The financial services industry could prove an ideal home to social media applications as government legislation scheduled for 2012 looks set to transform a sector which has changed little in hundreds of years.
Social media is hailed by many as a liberating means of engaging with customers and employees alike. Although retail is often held up as the sector to benefit most from social media, the investment industry could prove the market that needs social media most.
The government’s Retail Distribution Review, which will come into force in January 2013, will shake up the way investment, life and pensions companies sell their products. To help increase visibility of costs to consumers, independent financial advisors will no longer receive commission from financial services companies, but will charge a fee to clients.
As a result, the amount of face-to-face advice for consumers might fall. With the introduction of client fees, the emphasis could fall on wealthier clients receiving the same close attention from IFAs, with most of the mass market – comprising those on average incomes – opting to look elsewhere for advice. The government itself has responded to this need by providing an online money advice service.
The social element of web technology is powerful. Jonathan Brech, from social media advisory company ISM Search & Social, quoted figures from econsultancy.com, which found 97.09% of people questioned in a survey said their buying decisions are influenced by social groups. This is becoming more potent as social interactions become public through social media.
David Power, director at financial service consultancy Red House Limited – and previously head of life and pensions service provider Diligenta which was acquired by Tata Consultancy Services (TCS) – recently gave a presentation on what alternatives could replace the role traditionally performed by IFAs. “As a result of government regulation, IFAs will move upmarket and leave a gaping hole in the marketplace.”
David Power said banks might try to step in to fill the gap, but life and pensions suppliers could work directly with customers through social media.
“There will probably be a lot of government-sponsored advertising about the changes and it is not possible for life and pensions companies to ignore social media,” says Power.
Social media tools can be used by consumers to help them get advice from other consumers and engage directly with financial services providers.
Social media BPO services could be required for these companies who have previously outsourced business processes heavily and do not have social media skills in-house.
Service providers are already completing finance business processes and this combination with their IT skills could make outsourcing social media activity an easy decision for companies in the sector. “System integrators have moved up the value chain and are holistic suppliers,” says Power. He says suppliers will be well positioned to do the implement the social media technologies and interpret the data that companies glean from it.
Mark Bretton, head of BPO UK and Europe at TCS, says social media will fit into the financial services industry as consumers seek information in the absence of advisors.
“If there are no intermediaries, life and pensions firms will have to have some sort of site and a lot of products are sold on reputation so the social aspect is important,” says Mark Bretton.
TCS provides services to companies in the sector including Legal & General and Pearl Assurance.
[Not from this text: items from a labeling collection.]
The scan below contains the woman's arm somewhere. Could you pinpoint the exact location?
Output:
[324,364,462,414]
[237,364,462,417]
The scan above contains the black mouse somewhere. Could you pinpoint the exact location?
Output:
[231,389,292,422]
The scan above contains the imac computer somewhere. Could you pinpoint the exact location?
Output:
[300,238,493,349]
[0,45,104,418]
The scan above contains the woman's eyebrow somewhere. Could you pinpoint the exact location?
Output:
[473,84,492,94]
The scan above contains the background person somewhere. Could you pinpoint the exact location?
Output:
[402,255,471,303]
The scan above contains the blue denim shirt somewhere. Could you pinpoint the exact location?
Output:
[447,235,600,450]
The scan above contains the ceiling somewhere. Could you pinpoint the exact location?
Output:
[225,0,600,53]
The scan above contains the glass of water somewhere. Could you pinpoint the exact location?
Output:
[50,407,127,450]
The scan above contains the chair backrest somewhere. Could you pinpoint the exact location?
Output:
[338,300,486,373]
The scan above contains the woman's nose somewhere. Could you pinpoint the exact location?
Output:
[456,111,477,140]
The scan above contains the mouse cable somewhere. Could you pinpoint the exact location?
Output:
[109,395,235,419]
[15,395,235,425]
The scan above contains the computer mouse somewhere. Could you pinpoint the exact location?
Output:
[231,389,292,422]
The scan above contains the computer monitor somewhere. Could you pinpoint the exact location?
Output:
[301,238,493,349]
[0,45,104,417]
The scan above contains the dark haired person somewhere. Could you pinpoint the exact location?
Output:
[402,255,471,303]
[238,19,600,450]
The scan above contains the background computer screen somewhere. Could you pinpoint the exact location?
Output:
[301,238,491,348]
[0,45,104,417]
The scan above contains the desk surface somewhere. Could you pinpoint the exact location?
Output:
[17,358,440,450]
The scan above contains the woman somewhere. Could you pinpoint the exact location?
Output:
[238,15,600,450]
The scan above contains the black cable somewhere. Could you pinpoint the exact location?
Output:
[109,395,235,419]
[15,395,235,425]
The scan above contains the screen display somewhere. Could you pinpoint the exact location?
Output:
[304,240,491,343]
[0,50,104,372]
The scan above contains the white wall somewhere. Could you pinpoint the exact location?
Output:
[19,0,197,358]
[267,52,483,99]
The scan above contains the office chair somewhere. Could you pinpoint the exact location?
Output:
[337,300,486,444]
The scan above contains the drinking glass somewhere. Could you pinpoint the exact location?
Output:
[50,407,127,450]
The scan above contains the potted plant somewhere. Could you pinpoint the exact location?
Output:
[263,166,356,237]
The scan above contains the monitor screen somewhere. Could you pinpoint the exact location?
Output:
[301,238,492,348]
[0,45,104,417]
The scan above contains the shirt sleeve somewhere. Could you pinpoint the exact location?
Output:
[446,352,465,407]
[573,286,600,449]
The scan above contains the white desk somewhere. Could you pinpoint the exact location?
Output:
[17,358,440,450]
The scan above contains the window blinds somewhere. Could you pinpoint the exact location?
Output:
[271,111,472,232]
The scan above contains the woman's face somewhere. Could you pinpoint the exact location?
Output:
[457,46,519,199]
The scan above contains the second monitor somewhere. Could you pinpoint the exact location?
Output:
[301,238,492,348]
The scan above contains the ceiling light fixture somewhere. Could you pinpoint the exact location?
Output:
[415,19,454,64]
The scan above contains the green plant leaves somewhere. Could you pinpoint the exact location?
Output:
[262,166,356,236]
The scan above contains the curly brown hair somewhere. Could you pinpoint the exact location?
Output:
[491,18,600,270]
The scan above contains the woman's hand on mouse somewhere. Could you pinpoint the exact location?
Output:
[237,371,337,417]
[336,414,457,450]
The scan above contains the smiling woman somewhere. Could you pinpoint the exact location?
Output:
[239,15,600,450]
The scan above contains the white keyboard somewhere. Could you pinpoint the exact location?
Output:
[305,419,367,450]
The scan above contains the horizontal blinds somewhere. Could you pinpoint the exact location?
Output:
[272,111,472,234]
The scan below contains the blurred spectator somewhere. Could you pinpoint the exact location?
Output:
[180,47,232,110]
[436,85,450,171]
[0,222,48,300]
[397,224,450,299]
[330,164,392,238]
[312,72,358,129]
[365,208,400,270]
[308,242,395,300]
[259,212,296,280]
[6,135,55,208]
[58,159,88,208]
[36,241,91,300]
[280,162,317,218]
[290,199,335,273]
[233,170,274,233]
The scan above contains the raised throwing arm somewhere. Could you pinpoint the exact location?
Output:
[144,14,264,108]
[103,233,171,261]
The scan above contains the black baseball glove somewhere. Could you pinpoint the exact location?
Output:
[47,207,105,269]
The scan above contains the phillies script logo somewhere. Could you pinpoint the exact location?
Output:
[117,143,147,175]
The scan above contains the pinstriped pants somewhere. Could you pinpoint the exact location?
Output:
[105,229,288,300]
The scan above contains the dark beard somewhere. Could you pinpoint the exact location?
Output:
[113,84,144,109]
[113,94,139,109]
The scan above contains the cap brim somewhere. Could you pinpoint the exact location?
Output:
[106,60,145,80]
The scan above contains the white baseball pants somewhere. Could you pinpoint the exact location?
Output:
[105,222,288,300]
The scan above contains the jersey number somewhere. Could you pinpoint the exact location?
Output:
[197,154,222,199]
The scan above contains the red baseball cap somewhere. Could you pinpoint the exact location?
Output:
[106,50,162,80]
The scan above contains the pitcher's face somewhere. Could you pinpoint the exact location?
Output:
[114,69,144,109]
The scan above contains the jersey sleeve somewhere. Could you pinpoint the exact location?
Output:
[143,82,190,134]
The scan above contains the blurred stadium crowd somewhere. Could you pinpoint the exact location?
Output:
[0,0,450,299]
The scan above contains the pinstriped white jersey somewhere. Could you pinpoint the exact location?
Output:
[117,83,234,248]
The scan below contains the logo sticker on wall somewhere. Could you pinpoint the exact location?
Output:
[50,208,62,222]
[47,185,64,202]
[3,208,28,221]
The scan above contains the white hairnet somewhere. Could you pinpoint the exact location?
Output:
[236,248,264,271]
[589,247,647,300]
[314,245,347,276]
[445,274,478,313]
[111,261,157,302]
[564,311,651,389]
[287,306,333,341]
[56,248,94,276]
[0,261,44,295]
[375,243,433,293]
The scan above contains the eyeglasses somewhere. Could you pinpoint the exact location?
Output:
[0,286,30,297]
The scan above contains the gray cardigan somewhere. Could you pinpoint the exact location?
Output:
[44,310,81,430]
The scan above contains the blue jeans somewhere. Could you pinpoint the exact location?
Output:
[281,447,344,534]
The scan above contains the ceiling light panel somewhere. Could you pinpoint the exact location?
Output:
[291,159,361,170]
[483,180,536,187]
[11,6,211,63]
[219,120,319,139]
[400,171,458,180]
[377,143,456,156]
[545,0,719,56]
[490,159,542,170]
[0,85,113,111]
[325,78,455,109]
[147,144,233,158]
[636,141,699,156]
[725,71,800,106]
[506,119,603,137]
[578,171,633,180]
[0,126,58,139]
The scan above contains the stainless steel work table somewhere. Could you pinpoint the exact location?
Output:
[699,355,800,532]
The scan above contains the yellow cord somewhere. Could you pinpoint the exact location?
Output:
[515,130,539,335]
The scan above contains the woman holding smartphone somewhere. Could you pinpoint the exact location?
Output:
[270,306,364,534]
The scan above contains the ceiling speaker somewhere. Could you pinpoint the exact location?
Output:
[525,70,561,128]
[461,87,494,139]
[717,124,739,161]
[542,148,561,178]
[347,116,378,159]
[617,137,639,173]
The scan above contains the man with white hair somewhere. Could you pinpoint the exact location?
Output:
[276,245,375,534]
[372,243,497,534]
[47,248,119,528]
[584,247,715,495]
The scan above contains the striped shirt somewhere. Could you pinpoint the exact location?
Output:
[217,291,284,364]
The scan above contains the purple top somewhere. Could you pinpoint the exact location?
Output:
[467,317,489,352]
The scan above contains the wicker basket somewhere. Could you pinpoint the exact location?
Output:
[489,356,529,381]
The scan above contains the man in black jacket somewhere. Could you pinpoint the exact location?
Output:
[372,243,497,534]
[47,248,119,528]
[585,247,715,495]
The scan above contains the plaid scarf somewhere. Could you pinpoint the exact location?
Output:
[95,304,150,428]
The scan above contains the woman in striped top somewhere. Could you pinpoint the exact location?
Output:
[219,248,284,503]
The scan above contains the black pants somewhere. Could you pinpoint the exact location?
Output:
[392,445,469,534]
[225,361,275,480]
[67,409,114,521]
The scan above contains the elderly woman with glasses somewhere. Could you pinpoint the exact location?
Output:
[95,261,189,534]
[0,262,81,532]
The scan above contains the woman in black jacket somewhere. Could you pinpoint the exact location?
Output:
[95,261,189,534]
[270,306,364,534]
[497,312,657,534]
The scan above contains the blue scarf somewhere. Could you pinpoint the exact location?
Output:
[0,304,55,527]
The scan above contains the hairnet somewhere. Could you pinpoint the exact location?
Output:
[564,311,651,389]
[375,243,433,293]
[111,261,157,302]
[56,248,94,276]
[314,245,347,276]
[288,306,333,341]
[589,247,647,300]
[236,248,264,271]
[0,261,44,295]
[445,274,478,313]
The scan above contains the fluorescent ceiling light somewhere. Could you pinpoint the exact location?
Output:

He says there is high demand for support coming from businesses across sectors for analytics services. “Businesses are going to get a lot of information from social media and somebody is going to have to do something with it.”
Financial services firms have had social media on their radars for some time, but an industry so heavily regulated has to be cautious.
There have been mixed feelings about using social media in the finance sector for a few years. A closed-doors meeting of bankers, social media experts and technologists at The Financial Services Club in June 2009 revealed how the banking sector – which traditionally leads technology innovation – views social media such as Facebook as Twitter.
The event, held at the Lloyds building in London, delivered a clear message that banks must embrace social media. But it also emphasised the work that needs to be done by banks to work out how and where to use social media tools.
Chris Skinner, who chairs The Financial Services Club, says things have moved on in the past few years and some finance firms are very active users of social media. “I would say about a third of banks are using social media and about a third of those are very active,” said Chris Skinner.